WHAT: Presentation of portraits of Austin Seward and his wife, Jennett, to the Monroe County History Center.
WHEN: 6 p.m. today.
WHERE: Monroe County History Center, Sixth and Washington streets in Bloomington.
HOW MUCH: The public is invited and admission is free. Light refreshments will be served.
The Sewards--the family that reputedly forged the first courthouse fish--are making another contribution to Monroe County tonight.
Descendants of Marilyn Seward Warden and Nancy Seward Taylor will formally present portraits of Austin Seward and his wife, Jennett, to the Monroe County History Center during a 6 p.m. ceremony at the museum.
The public is invited and light refreshments will be served. After the ceremony, a viewing of the museum's Seward exhibit will be conducted.
Austin Seward is the blacksmith credited with producing the famous fish weather vane that originally adorned Monroe County's 1826 brick courthouse. The origin of the fish perched atop the current limestone courthouse, constructed in 1906, remains a matter of conjecture.
There is uncertainty as to the creator of the Seward portraits, too. Records identify the artist only as a "Mr. Blair." But the paintings have belonged to the Seward family since the 1860s, and museum executive director Kari Price said she's honored to help provide them a new home.

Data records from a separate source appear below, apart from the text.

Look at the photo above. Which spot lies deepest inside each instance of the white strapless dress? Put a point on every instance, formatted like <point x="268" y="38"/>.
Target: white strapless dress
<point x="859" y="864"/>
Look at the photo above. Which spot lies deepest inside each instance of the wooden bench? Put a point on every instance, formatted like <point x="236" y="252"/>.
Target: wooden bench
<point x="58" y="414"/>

"We don't generally have the wherewithal to purchase artifacts--we rely on donations--and this is a wonderful treat," Price said Friday. "It's quite a treasure. Our holdings don't normally include paintings, and Austin Seward was such a significant figure in the founding of Bloomington.
"He arrived when the county was only a couple of years old, and started a business that went on here for over 150 years."

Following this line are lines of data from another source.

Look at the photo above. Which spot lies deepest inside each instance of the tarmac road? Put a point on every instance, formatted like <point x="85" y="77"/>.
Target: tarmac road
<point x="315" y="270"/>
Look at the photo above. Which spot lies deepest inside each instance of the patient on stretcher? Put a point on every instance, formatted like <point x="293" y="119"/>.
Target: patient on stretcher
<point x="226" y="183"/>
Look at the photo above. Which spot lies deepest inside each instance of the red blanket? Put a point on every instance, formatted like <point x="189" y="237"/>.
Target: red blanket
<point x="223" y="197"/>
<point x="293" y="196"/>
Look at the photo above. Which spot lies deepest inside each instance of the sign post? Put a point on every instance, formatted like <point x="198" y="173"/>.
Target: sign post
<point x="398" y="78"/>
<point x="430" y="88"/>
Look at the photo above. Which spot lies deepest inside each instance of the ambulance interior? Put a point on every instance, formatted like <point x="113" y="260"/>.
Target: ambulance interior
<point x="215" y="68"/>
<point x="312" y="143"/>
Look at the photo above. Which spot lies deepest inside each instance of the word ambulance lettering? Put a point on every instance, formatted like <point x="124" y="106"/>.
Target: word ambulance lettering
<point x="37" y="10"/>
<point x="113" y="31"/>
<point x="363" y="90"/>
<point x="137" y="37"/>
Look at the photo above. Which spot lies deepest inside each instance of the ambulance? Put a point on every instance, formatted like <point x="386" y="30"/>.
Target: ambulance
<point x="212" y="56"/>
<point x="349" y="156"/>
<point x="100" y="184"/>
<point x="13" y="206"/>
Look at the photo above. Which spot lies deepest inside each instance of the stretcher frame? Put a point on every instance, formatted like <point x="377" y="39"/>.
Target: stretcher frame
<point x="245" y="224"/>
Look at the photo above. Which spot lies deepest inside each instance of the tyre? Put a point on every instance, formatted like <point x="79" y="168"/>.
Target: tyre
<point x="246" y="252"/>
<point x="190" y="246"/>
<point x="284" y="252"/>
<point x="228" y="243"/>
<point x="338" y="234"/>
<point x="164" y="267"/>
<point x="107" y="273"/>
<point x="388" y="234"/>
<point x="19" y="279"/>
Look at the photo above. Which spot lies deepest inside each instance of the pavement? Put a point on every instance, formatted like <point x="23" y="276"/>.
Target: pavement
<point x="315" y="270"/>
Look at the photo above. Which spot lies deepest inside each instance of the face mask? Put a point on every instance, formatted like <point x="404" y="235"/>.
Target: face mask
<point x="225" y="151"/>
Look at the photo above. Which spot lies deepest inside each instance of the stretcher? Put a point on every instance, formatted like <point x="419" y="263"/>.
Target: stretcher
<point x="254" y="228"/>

That business went from blacksmith shop to foundry, to machine shop, to industrial and plumbing supplier--and, by 1967, Seward and Co. became the oldest business in Indiana run by the same family under the same name. It closed in 1983 after 162 years in existence.
Austin Seward was born in Virginia around 1797 and grew up in Richmond, Ky., where he met and married Jennett "Jane" Irwin, a well-educated daughter of a prosperous family. They moved to Bloomington in 1921 [sic], just three years after the community's founding.
Seward was active in the community immediately. He taught Sunday school for the Presbyterian church in 1921. He was hired to paint the courthouse and to provide other services to the county. In 1833 he was one of the incorporators of the Monroe County Female Seminary. He organized and led the first band ever active in Bloomington.
He died in 1872 and was buried in the Dunn Cemetery beside his wife, who had died in 1865.